While for most people gambling is just an enjoyable experience without major consequences, for approximately 5% of adults, gambling can result in significant problems such as family, interpersonal and financial problems. Existing evidence, including work supported by this application's parent grant (R01HD060072, PI: Martins), demonstrates that PG is multifactorial and that it is influenced by a broad range of variables. However, PG research has been seriously constrained by the absence of longitudinal data and of a theory-driven and empirically-supported etiological model that integrates an array of risk and associated factors. This study integrates a developmental model of PG, Blaszczynski and Nower's Pathways model (so far only examined cross-sectionally) with a context -and intervention-informed developmental model of other risk behaviors (Ecodevelopmental theory). We propose to collect new information about gambling behaviors and PG in two time-points on a high-risk population of 1,100 youth/young adults from two population-based samples of Puerto Rican (ages 17-25) from two sites: the South Bronx (SBx), NYC and San Juan, Puerto Rico (PR) by taking advantage of an ongoing study, the Boricua Youth Study (BYS-R01DA033172, PI: Duarte and R01MH09837, PIs: Alegria, Canino &Duarte), which has been following Puerto Rican individuals prospectively since 2001.

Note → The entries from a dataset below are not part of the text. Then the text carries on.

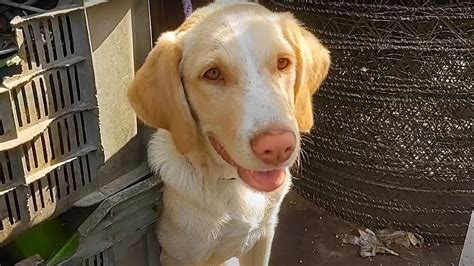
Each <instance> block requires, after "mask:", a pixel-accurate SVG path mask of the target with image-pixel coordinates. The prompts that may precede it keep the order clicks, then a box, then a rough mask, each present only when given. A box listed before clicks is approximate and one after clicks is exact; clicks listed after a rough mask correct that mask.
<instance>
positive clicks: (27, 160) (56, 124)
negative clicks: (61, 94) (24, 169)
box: [22, 112, 93, 173]
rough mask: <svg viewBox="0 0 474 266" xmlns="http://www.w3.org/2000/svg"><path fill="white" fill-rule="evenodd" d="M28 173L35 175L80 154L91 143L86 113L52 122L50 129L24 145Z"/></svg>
mask: <svg viewBox="0 0 474 266" xmlns="http://www.w3.org/2000/svg"><path fill="white" fill-rule="evenodd" d="M22 146H23V147H22V158H24V159H23V162H24V165H25V169H26V172H27V173H33V172H36V171H37V170H40V169H42V168H44V167H45V166H47V165H51V164H53V163H54V162H55V161H57V160H59V159H64V158H66V157H68V156H70V155H71V154H73V153H75V152H78V151H80V150H82V149H83V148H85V147H86V146H93V143H89V141H88V138H87V132H86V125H85V123H84V113H82V112H79V113H73V114H70V115H66V116H64V117H62V118H61V119H58V120H56V121H54V122H52V123H51V124H50V125H49V127H48V129H47V130H46V131H44V132H42V133H40V134H39V135H38V136H36V137H34V138H33V139H32V140H31V141H28V142H26V143H24V144H23V145H22Z"/></svg>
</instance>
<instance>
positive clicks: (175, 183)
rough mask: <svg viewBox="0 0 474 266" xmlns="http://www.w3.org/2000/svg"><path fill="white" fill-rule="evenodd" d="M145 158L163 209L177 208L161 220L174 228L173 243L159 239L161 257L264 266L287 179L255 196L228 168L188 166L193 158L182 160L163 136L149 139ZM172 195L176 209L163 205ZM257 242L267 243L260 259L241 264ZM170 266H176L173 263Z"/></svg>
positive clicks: (252, 259) (286, 186)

The specific aims of this study are to 1) Estimate: (1a) the prevalence (past year and past three- month) of any gambling, frequent gambling, and severity of PG during late adolescence/early adulthood;(1b) changes in the patterns of gambling and severity of PG over a two-year period when gambling behaviors are known to be undergoing the most changes;(1c) the characteristics of individuals who gamble (age, gender, age of onset of gambling and PG, and family history of PG), determining if PG estimates and characteristics differ between PR and SBx. 2) Examine developmental PG pathways from childhood to young adulthood, specifically (a) the relationship of externalizing, internalizing disorders and related risk factors with PG prevalence and change in late adolescence/young adulthood;(b) the influence of contextual factors (e.g. social support, neighborhood disadvantage) on PG pathways. 3) Understand how PG is related to other risk behaviors also being shaped during late adolescence/young adulthood, by determining different risk behavior clusters involving PG, HIV/STD risk behaviors, school drop-out, and antisocial behaviors. This innovative approach, using state of the art latent variable modeling, focuses on policy-modifiable risk factors within broader risk/resource contexts. By focusing on Puerto Ricans living in two settings we can also examine the important role of environment in PG in an ethnically homogeneous group. The proposed study, by building on existing and ongoing efforts, is a highly cost-effective way of generating unprecedented information about gambling behaviors among Puerto Ricans as well as examining the Pathways model longitudinally.
This is the first study to propose to test a developmentally comprehensive model of the pathways that lead to PG. We propose to integrate a conceptual model of PG (Blaszczynski and Nower's Pathways Model, so far only examined cross-sectionally, that we plan to examine developmentally) with a context and intervention informed developmental model of other risk behaviors, the Ecodevelopmental Theory (ET), using a longitudinal design focusing on a high-risk minority group (Puerto Rican youth/young adults) in two different sites (south Bronx and Puerto Rico).